За дверью ее, улыбаясь, ждала медсестра.

— Ну вот видите, профессор вчера еще вам говорил, что всё будет нормально, что муж ваш поправится — он у вас вон какой сильный. А теперь вам надо домой, разве ж так можно, идите, хоть немного поспите, а завтра придете снова, когда захотите, — говорила она торопливо, пытаясь не дать себе возражать, не дать с собой спорить, — идите, теперь обязательно всё будет в порядке...

Луна слегка улыбнулась, несильно пожала толстые пальцы, на секунду присела на откидное сиденье возле стены, немедленно встала и направилась к лестнице, ведущей на выход, но шла так неуверенно и так осторожно, как будто бы был под ногами не пол, а снежком припорошенный лед. А в памяти у нее вдруг вспыхнуло ее домашнее имя, и она шепотом повторяла его не переставая, пытаясь как можно точнее попасть в характерную пренебрежительную и едкую интонацию мужа, и губы ее непроизвольно складывались в безжизненную улыбку.
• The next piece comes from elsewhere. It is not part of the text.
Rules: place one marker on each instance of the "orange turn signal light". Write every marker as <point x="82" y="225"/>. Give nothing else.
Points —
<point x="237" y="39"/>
Луне почему-то казалось, что имя ее — паутинка, на которой держится на этом свете душа ее мужа. Паутинка была такой тоненькой и непрочной, паутинку так надо было беречь, что больше ни на секунду, ни на что нельзя было отвлекаться... И она и не отвлекалась, ни на секунду!..

Луна почти дошла до конца длинного сумеречного, заполненного людьми коридора, когда у нее вдруг всё бешено завертелось перед глазами, и последнее, что она слышала, был женский отчаянный вопль: «Паа-даа-ет!!!» А потом наступила долгая и безлунная ночь.